There is no need to kill Arabic, English etc. I am NOT asking to kill foreign entries from ALL dictionaries. I AM asking to kill them from IEG headwords incorporated in sanhw1.txt and sanhw2.txt.
I am suggesting this because they will generate all sort of wrong secondary data. Of course I can code to ignore IEG for all practical purposes, but it doesn't make sense to add tons of foreign words to this sanhw1.txt and sanhw2.txt lists only because IEG has it. If there is any other dictionary having them, keep them.
At sanhw1.txt or sanhw2.txt level, I don't have any mechanism to identify whether the word is marked Tamil in IEG or not.
Let's introduce additional files-lists with foreign words. When working with sanhw1.txt
let's parse them as well preliminary.
It seems that a practical solution to the IEG problem is for Dhaval to maintain a list of words that he identifies as needing to be excluded in his analysis. Then, Using this list and the existing sanhw1.txt he can easily construct a private version of sanhw1.txt where these exclusions have been made; by private I mean that it will NOT be a part of CORRECTIONS repository, but some file on Dhaval's local computer.

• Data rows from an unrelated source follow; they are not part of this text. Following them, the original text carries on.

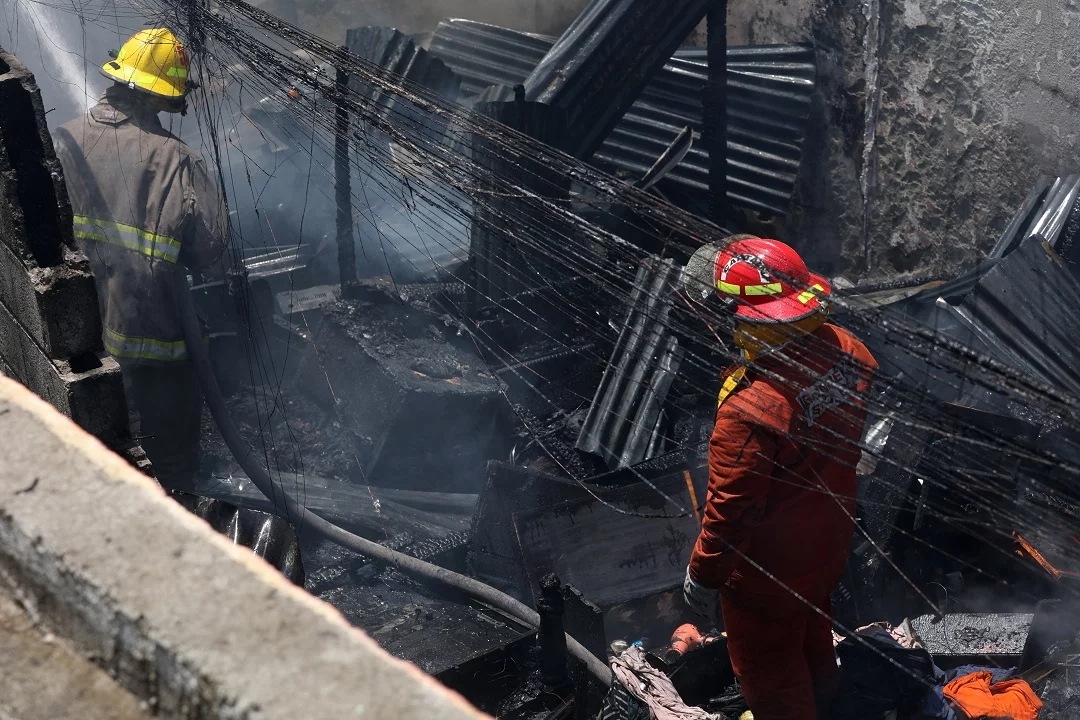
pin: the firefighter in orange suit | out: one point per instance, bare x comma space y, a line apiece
782, 458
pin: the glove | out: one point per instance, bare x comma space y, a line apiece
700, 599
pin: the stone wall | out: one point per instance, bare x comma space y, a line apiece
50, 326
976, 99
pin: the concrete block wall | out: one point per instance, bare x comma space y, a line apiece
50, 325
191, 626
974, 99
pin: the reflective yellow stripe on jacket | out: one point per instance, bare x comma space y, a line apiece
122, 345
159, 247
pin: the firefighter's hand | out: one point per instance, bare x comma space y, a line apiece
702, 600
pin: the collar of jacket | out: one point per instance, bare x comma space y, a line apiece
796, 363
115, 109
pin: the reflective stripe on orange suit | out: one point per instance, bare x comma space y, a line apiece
782, 489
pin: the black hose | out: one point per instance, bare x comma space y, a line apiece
311, 522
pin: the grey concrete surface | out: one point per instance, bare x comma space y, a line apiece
977, 98
44, 679
176, 614
92, 396
57, 307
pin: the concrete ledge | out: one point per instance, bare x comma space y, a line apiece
181, 619
44, 679
93, 397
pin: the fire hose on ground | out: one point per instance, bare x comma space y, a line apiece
313, 524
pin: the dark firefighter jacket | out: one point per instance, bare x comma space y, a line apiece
145, 208
782, 467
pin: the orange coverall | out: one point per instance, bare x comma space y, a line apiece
782, 490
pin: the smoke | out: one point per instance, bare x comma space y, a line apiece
63, 52
417, 16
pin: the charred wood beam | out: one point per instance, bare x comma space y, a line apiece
716, 110
501, 266
347, 250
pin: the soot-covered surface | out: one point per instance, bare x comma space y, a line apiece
406, 619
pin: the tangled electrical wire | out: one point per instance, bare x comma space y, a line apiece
555, 246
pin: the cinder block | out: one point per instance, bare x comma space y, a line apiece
35, 211
56, 306
91, 393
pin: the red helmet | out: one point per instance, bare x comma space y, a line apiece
768, 280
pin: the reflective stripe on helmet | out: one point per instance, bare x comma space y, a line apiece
731, 288
122, 345
159, 247
811, 294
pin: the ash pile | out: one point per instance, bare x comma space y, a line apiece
488, 406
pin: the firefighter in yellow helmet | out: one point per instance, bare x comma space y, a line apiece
146, 209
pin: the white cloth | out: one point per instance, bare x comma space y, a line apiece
653, 688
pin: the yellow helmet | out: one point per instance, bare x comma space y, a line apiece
152, 60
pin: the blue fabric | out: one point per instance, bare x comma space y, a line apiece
934, 704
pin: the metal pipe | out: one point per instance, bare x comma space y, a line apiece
342, 184
307, 521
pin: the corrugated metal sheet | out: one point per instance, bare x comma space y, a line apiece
598, 67
399, 53
625, 421
769, 94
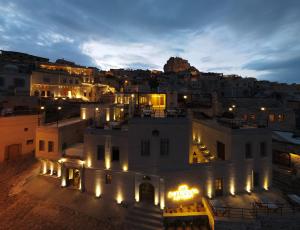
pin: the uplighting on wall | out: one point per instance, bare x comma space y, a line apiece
98, 190
183, 193
232, 189
125, 168
266, 184
119, 198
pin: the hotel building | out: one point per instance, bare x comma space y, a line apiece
165, 159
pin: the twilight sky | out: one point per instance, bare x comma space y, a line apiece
255, 38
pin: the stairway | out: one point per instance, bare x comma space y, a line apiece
285, 182
144, 217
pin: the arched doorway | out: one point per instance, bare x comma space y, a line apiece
146, 191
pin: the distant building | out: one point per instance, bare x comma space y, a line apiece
17, 136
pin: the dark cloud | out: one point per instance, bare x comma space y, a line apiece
265, 28
278, 70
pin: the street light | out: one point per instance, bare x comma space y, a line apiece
58, 109
39, 118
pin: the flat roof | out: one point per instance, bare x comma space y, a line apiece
63, 123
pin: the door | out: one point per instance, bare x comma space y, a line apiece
255, 179
219, 187
13, 151
146, 193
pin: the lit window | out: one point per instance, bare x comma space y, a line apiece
145, 147
280, 117
29, 142
164, 147
115, 154
248, 150
108, 179
50, 146
41, 145
263, 149
271, 117
100, 152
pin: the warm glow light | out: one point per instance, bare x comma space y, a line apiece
63, 182
83, 113
107, 164
107, 114
232, 190
44, 167
162, 202
137, 195
266, 184
98, 190
62, 160
51, 168
119, 198
209, 191
125, 168
58, 170
248, 186
183, 193
156, 198
89, 162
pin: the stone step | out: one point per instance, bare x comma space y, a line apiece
148, 208
135, 212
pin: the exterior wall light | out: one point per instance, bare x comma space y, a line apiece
183, 193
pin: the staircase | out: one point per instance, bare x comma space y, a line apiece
283, 180
144, 217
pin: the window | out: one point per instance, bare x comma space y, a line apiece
263, 149
252, 116
19, 82
221, 150
50, 146
219, 187
248, 151
164, 147
46, 80
1, 81
29, 142
271, 117
115, 154
145, 147
108, 179
100, 152
64, 146
41, 145
280, 117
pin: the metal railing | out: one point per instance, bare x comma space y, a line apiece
255, 212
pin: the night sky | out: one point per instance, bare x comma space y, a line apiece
255, 38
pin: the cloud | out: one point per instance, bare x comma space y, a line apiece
227, 36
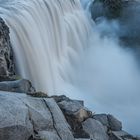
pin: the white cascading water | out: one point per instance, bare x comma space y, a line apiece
55, 47
47, 37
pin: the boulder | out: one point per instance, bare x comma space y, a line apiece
48, 135
103, 118
6, 54
15, 122
75, 113
95, 129
75, 108
20, 86
114, 124
121, 135
30, 118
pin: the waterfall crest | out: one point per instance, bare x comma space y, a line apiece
47, 38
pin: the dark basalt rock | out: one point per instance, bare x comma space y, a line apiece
19, 86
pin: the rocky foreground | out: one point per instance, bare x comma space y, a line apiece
35, 116
29, 115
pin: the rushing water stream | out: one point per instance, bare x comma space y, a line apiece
59, 49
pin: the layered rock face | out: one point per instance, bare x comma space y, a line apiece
25, 117
29, 115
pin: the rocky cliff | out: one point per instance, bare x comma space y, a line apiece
29, 115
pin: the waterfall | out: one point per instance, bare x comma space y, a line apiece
56, 47
47, 37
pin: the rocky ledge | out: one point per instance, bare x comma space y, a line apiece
29, 117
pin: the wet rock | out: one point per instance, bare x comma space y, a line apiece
121, 135
114, 124
28, 118
14, 118
103, 118
76, 109
48, 135
20, 86
95, 129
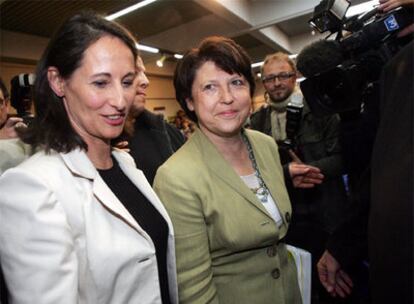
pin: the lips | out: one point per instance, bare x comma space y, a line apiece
115, 119
228, 114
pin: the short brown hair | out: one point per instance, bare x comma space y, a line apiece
278, 56
224, 52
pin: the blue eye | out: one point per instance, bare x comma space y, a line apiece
209, 87
100, 83
238, 82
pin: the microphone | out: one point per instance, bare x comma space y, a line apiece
293, 117
319, 57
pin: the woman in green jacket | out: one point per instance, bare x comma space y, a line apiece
224, 189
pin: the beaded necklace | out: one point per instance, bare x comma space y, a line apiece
262, 189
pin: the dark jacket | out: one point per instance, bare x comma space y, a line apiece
153, 142
318, 145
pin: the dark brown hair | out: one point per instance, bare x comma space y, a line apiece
51, 128
224, 52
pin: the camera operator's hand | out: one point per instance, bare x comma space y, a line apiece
387, 5
9, 129
304, 176
333, 278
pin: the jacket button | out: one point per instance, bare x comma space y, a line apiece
287, 216
276, 273
271, 251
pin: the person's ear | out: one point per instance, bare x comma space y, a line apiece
56, 82
190, 104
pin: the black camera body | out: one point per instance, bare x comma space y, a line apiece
21, 97
338, 72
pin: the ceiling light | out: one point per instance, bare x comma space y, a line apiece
147, 48
160, 62
254, 65
129, 9
361, 8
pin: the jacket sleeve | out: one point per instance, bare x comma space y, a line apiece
36, 244
194, 273
331, 165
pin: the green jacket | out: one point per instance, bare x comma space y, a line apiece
228, 247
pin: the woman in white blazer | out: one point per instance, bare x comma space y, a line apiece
78, 222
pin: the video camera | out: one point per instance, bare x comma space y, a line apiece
21, 97
340, 72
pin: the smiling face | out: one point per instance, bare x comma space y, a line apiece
221, 101
279, 90
99, 93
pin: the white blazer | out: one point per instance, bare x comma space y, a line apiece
66, 238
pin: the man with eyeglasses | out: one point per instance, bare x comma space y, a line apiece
319, 210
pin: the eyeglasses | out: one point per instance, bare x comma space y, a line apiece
284, 76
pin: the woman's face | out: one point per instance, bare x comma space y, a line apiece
221, 101
99, 93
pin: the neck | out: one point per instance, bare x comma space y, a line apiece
234, 151
279, 106
100, 154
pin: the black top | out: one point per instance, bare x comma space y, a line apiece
146, 215
153, 142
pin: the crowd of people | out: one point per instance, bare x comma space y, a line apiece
103, 201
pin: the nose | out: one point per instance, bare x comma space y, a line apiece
142, 80
226, 95
277, 81
120, 97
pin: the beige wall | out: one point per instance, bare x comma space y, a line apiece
14, 58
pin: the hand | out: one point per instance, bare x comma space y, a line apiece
304, 176
387, 5
333, 278
9, 129
123, 145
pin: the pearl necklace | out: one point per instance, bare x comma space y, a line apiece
262, 189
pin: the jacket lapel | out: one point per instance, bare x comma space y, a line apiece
78, 162
222, 170
140, 181
271, 178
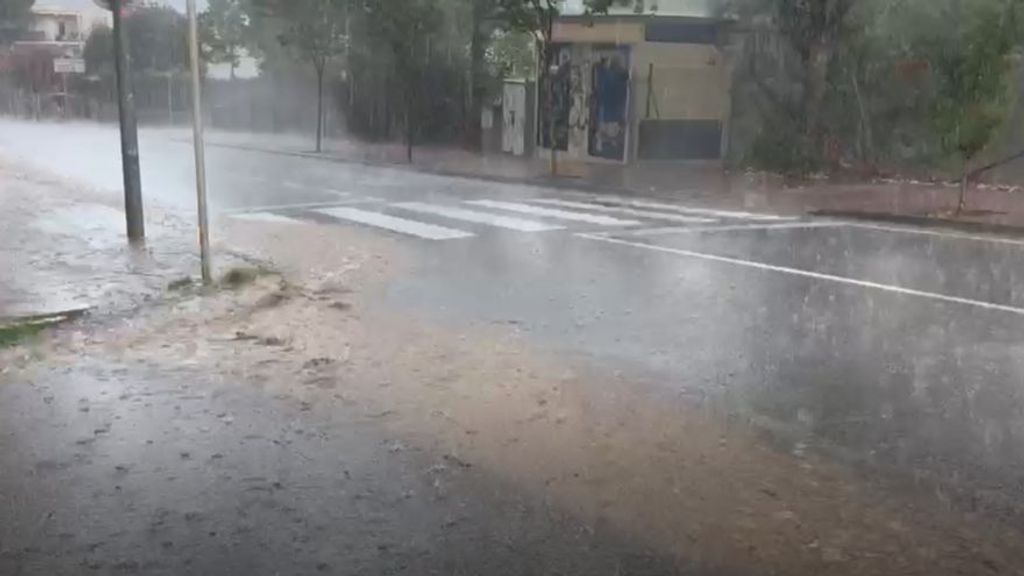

Then, in one of the selection programs he develops, he can use this private version of sanhw1 for filtering.
@drdhaval2785 Would this approach solve the problem?
@funderburkjim it can be part of CORRECTIONS under a different name. We created this place, because in 2014 I had too many of those local files. Too many, Jim :hamster:
@drdhaval2785 OK. So you don't want another local file. And I don't want to clutter up CORRECTIONS repository. Hmm.
What if we made an IEG repository, and put a modified sanhw1-whatever in there? Would that work for you?
@drdhaval2785 If that idea doesn't suit, I'm inclined to go with your original suggestion, and to remove the IEG-tamil headwords from sanhw1/2, at least for the duration of your headword studies.
Please not remove them. The studies will last longer than expected.
Ok. Considering the issues raised by Jim and Gasyoun, i have ignored IEG from list of tested dictionaries for now. So Tamil or no Tamil would not make an difference to me. Treat the issue as closed.
Thanks, Dhaval!
@drdhaval2785 not to say I agree, but still.
IEG dictionary has a lot of Tamil headwords. It also has an identifiable pattern for Tamil headwords.
r' Tamil[;]'
Total 375 such entries.
If they are removed from sanhw1.txt / sanhw2.txt, nothing would be lost and they would be a lot cleaner actually. After all they are sanskritheadword1 and sanskritheadword2.